Aparentemente, durante o primeiro camp, você fechou os olhos ou se afastou de muitos ataques, não querendo ver os erros dos jogadores.
Eu disse abertamente que estava lá para ajudá-los e não corrigi-los. No segundo camp, alguns dos jogadores vieram até mim e disseram que era hora de corrigir os erros deles e era isso que eu faria. Parece-me que este é um processo bastante normal. Me deparo com a teoria de Tuckman, descrevendo as fases do desenvolvimento da equipe, incluindo formação, estabilização e implementação. Nos anos posteriores, mais uma fase foi adicionada a essa teoria, que entendo como uma formação completa da equipe. A meu ver, a equipe está atualmente nesta última fase e aqui darei um exemplo novamente: eu precisava de alguns jogadores para me ajudar durante o dia da mídia. Então, escrevi uma mensagem no nosso grupo do Whatsapp e sabia que eles definitivamente iriam ajudar. Não precisei forçar ninguém ou apontar dedos. Isso é entendimento mútuo e respeito um pelo outro. Eu tinha certeza de que eles iriam ajudar durante o treinamento na praia e que apoiariam durante o futebol (os jornalistas encararam a equipe) e eu também sabia que eles estariam na hora das entrevistas. Isso é entendimento mútuo e respeito um pelo outro.

Em pouco mais de duas semanas, você terá algumas amistosos. Você está convencido de que a seleção estará pronta para jogar esses jogos?
Não (risos). O objetivo dessas partidas é mostrar aos fãs que estamos vivos. Não pressionei para participar dessas partidas porque sabia que seria muito cedo, mas faremos todo o possível para nos apresentarmos o melhor possível. Iremos com todos os 19 jogadores e presumo que haverá muitas mudanças. Não espero um alto nível, porque após uma preparação tão curta é simplesmente impossível. O mais importante é que pudemos nos encontrar neste verão, trabalhar na construção da atmosfera no time e preparar jogadores para a temporada do clube. Eles irão para os clubes já após um treinamento sólido de força e entrarão facilmente no ritmo dos preparativos do clube.
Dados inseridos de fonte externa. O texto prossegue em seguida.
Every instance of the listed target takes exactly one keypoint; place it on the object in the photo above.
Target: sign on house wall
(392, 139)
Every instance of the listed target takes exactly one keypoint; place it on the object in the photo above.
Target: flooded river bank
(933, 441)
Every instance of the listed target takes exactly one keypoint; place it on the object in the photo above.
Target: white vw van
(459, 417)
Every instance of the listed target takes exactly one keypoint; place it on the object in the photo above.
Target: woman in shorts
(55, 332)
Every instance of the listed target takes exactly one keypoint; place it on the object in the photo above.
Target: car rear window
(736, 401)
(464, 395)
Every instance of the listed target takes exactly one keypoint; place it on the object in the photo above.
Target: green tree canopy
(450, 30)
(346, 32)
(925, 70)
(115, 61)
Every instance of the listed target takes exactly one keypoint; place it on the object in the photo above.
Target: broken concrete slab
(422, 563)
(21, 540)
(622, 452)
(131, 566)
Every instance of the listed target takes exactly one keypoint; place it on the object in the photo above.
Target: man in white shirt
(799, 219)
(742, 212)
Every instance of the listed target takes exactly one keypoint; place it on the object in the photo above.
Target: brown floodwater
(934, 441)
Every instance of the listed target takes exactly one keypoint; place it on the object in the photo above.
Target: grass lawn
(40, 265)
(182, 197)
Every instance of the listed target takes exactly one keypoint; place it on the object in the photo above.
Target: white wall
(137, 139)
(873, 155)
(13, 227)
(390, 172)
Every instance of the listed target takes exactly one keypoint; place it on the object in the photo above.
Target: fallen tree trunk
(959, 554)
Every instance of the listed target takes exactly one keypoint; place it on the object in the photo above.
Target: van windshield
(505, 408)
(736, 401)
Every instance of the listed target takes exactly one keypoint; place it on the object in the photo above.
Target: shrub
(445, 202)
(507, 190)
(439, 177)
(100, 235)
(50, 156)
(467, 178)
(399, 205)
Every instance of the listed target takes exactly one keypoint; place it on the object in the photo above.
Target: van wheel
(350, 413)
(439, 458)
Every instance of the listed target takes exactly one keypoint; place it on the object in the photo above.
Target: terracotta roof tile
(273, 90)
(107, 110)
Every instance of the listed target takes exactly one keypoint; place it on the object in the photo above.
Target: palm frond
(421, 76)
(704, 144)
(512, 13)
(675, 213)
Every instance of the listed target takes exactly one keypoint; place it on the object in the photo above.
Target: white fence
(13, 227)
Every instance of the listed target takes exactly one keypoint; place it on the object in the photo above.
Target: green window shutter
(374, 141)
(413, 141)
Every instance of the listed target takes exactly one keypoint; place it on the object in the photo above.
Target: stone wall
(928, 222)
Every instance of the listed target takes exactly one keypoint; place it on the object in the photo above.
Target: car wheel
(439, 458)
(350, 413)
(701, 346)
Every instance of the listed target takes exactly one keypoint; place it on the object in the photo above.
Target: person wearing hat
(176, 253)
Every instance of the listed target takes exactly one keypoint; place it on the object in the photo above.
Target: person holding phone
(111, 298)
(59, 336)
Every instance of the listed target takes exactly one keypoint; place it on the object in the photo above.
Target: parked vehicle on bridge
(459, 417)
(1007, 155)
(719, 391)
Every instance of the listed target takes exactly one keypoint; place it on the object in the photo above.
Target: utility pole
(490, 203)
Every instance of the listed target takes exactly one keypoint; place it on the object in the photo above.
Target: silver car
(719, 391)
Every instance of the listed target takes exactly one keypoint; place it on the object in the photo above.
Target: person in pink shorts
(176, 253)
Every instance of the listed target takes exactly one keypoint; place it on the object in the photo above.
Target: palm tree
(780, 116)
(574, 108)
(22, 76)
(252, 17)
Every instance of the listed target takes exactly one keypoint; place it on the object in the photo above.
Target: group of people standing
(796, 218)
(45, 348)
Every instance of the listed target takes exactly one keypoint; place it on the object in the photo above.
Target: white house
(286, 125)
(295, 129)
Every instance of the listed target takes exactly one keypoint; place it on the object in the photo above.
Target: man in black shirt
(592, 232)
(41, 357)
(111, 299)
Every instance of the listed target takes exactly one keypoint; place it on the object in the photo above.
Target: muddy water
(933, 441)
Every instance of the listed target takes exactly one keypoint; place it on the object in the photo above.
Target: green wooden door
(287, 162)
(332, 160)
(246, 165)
Foram três meses de pausa. Sentiu falta do vôlei?
Definitivamente, sim. Eu realmente senti falta de treinar e estar com a equipe, porque falar ao telefone ou trocar mensagens não é o mesmo. Antes, pensei em fazer uma pausa depois dos Jogos Olímpicos, mas os poucos meses de folga devido à pandemia me mostraram que não quero deixar de ser treinador porque gosto demais.

Além da equipe nacional polonesa, você também treina o Perugia. Qual é a situação por lá?
Não recebi nenhuma notícia perturbadora da minha equipe. Se você olhar para a liga como um todo, ainda acho que é muito forte. Talvez Modena tenha perdido um pouco de força, mas Trentino se fortaleceu muito, Civitanova permaneceu no mesmo nível, Verona e Piacenza também criaram times interessantes. Então, no papel, a liga parece muito forte.

Quando você viajará para a Itália?
No dia 9 de julho, terminarei o treinamento em Spala, e na manhã seguinte voarei para Perugia para realizar o primeiro treinamento. Voltarei à Polônia para disputar os amistosos e depois irei à Itália novamente.